Research released last week about the health of Dubai’s private sector made for difficult reading. The Emirates NBD Economy Tracker Index showed that private companies signalled the first deterioration in overall operating conditions since data collection began six years ago.
Given the steadily worsening performance of the index over the last couple of months, this should not come as a huge surprise. All three segments covered by the index — travel and tourism, construction, and wholesale and retail — reported drops, while new orders also declined for the first time since 2010.
But for those who wish to seek them, there are still plenty of encouraging signs. The index also reported a slight increase in the private sector workforce, while companies surveyed said they had an improved level of optimism towards the one-year business outlook in February.
From the wider perspective, whereas some Gulf states have drastically cut spending, Dubai announced in December that its budget would rise by 12 percent in 2016, after a 9 percent rise the year before. Spending on infrastructure, transport and economic development will increase by roughly the same amount, in a boost to the many contractors and service companies who rely on the pipeline of future projects remaining strong. Dubai’s Roads and Transport Authority (RTA) has projected an 18 percent rise in revenues in 2016, and is cracking on with 55 projects.
That compares favourably, for example, with Saudi Arabia’s decision to slash its own 2016 infrastructure and transport budget by 63 percent — a move which is already having a knock-on effect on the kingdom’s biggest contractors, fuelling delayed salary payments and lay-offs.
The Dubai government’s desire to push ahead with spending plans appears to be matched by the private sector. Despite a weak period for the city’s property values, developers are still rolling out projects, and many of them are targeted at the in-demand affordable housing segment.

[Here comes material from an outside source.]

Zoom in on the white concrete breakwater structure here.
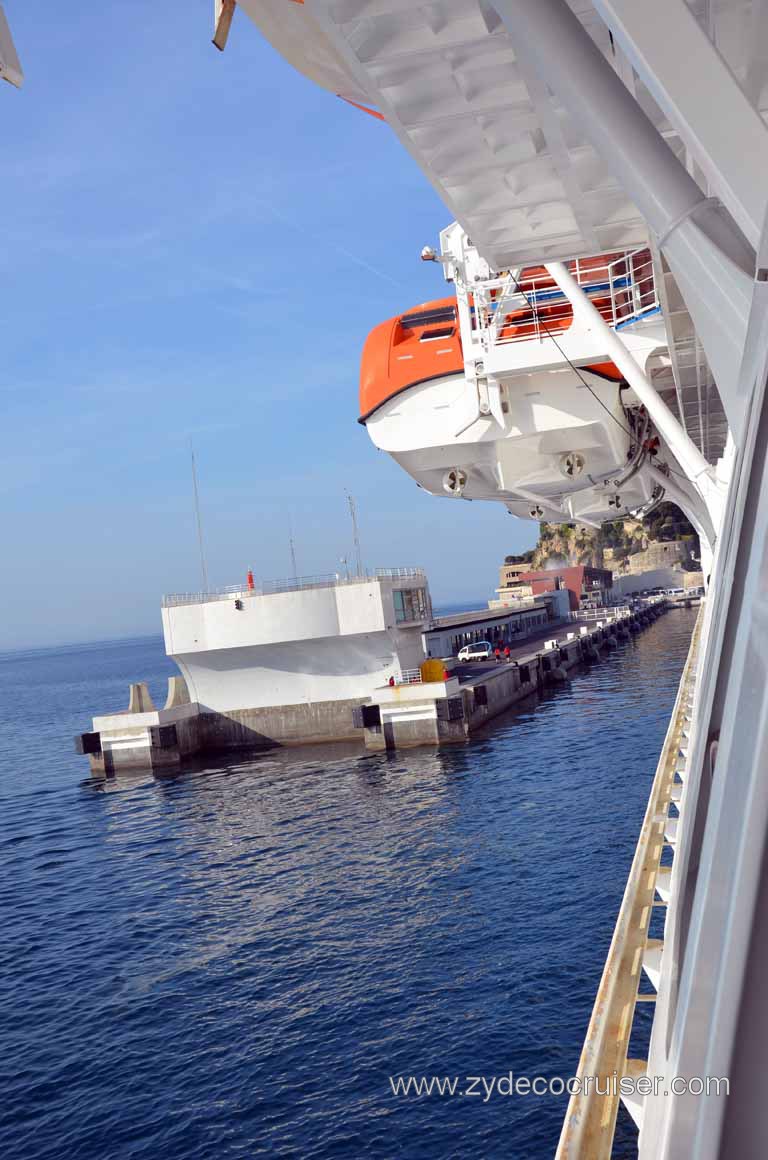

The sorts of megaprojects that put the emirate on the map are still being developed — such as Dubai Holding’s Mall of the World — but they are being built in manageable stages, which makes more sense in the current environment. And for those who fear a repeat of the collapse in property prices witnessed eight years ago, stricter controls on mortgage lending and higher transaction fees have alleviated those concerns.
While there’s no doubt it has been a difficult period for the UAE’s small businesses, there are signs that the banking sector is working hard to solve issues related to financing and repayment of debt. One estimate has put the cost of small business owners fleeing the country due to debt concerns at $1.4bn in 2015 alone.
Last week, however, the UAE Banking Federation announced that it was putting together a package to support SMEs in financial difficulties, including the suspension and restructuring of future payments. The introduction of a long-awaited bankruptcy law will no doubt assist these efforts.
That being said, it is certainly not going to be an easy year for the economies of Dubai and the wider UAE. External headwinds, such as the low oil price, regional instability and the strong US dollar will all play their part to make life difficult for the emirate’s companies. But if, as expected, the UAE’s economy grows by between 2.5-3 percent this year — compared to an overall OECD projected average of 3 percent — that would be an impressive performance in the circumstances.